Right now, you’re installing this new show at the gallery, and it’s all painted ceramics. Can you tell me about your process and your materials?
All of these works are made from clay that comes from near Mount Etna, which is very different than buying clay in, let’s say, Sienna. This material is charged with mineral volcanic rock and when you cook it at certain temperatures, this violet glow comes from within it that looks almost like seashells. And there’s a lot of alchemy that takes place in ceramics. I’ve been making my opaque glazes and just experimenting the same way you would mix colors with oil paint. I can’t ever achieve that color again unless I write down exactly the amount in the little book, which I do—one spoonful of this or that. One of the reasons I moved to Sicily too was that I had space to make sculptures and huge paintings and work outside. My immune system wasn’t working well, and I didn’t want to paint with a gas mask and gloves on. I need to touch my work. So this way I can work outdoors and all of these powders that are filled with heavy metals and glass don’t go on my face. I work barefoot and can have my dogs and have been able to have a ceramic studio and a painting studio.

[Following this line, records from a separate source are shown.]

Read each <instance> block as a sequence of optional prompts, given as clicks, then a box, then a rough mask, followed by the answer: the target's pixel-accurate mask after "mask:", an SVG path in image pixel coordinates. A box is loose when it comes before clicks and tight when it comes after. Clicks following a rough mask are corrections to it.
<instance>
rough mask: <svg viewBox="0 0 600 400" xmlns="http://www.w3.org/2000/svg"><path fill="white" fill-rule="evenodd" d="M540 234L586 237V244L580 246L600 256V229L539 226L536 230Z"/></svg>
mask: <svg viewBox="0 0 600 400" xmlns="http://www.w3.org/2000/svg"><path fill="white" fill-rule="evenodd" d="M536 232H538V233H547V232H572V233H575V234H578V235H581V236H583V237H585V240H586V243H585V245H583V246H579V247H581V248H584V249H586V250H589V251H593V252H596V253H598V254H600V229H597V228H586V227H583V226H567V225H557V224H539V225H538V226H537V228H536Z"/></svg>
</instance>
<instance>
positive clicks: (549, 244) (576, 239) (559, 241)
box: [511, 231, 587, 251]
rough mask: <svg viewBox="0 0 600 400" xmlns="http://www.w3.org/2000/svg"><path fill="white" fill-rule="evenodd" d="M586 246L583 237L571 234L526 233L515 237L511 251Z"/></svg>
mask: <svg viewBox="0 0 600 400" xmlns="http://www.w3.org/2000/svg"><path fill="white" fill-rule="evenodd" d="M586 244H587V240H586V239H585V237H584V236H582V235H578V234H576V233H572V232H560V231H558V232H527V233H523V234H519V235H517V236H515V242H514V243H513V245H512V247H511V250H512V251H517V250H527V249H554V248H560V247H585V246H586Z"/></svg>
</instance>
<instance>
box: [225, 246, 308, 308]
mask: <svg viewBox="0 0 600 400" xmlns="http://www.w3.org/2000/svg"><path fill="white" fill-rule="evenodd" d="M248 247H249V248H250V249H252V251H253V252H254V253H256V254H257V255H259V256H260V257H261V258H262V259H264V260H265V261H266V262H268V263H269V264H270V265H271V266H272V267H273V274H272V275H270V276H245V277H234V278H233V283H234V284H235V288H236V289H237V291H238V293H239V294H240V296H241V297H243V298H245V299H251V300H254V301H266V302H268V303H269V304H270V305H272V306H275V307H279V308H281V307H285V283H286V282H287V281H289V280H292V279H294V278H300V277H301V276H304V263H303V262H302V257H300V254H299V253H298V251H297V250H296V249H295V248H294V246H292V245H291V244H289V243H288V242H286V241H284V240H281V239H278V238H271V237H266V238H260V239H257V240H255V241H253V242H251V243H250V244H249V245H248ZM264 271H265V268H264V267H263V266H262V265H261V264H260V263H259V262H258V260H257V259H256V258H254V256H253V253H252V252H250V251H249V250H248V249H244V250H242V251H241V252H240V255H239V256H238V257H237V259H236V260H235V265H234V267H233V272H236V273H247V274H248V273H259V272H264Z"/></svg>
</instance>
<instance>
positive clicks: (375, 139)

How did you start making ceramics?
It’s a thread in my practice to work with artisans in different places. I made silver masks in Mexico. When I went to India, I used pigments there. I like going to a place and seeing the tradition of that place and then bringing fine art into that tradition. Catania is the ceramic capital of Sicily and there’s a tradition at Santo Stefano di Camastra where they make these Moor’s Head planters. I went there and I sat there and watched the way they do things and learned so that I’d be able to create a studio in my own house. I’d ask them to try things that they’re uncomfortable with, and make unusual faces on the work, not what they think tourists want. The faces of Sicily, because they were conquered by so many people, have Arabic characteristics, or they have, you know, the French, the Spanish, the Greeks. So many people went through this land and wanted it. I also go to a tile foundry that’s outside of Catania, where they’ve been very nice to me. They’ve been hand-making terracotta tiles for a hundred years. One of the brothers allows me to go there and throw a bunch of clay around, make a huge mess, then wait two months for my pieces to dry, cook them, and then bring them to me. Within those pieces, I see what I should draw. The piece illustrates itself because I see these shapes and the drawing tells me what’s inside of it. I like that there’s a mysterious element of surprise when putting it in the oven. It’s a beautiful feeling. It’s like something’s being born.
Tell me about the imagery you’re working with—I see trees, mythical figures, artichokes.
I was recently explaining to my sister that I’m not the author, I’m just a vehicle to come through. But once the work is made everyone’s involved in presenting it, making it conscious to the world. I’m happy that art can do that because often things come true when you work from your imagination—the whole thing reveals itself later. In the same way, the clay reveals itself to me, the narratives reveal themselves later. Some of these might be scenes of violence, or psychic destruction. In another work, there’s a tree that reminds me of a temple I visited in India when I was 19. A man was living there who lived on a spoonful of butter a day. He started speaking to me and even though I couldn’t understand him, I did understand what he was saying. That work encapsulates that experience, which taught me about just how nature teaches us everything. In another work, I see the Victory of Samothrace. Other works are from books—one, with two faces, is from the cover of a book from the childhood school library. The images all flood together. What’s important to me is to work with a solid material and try to make it feel like water—since in the process itself we already have fire and earth.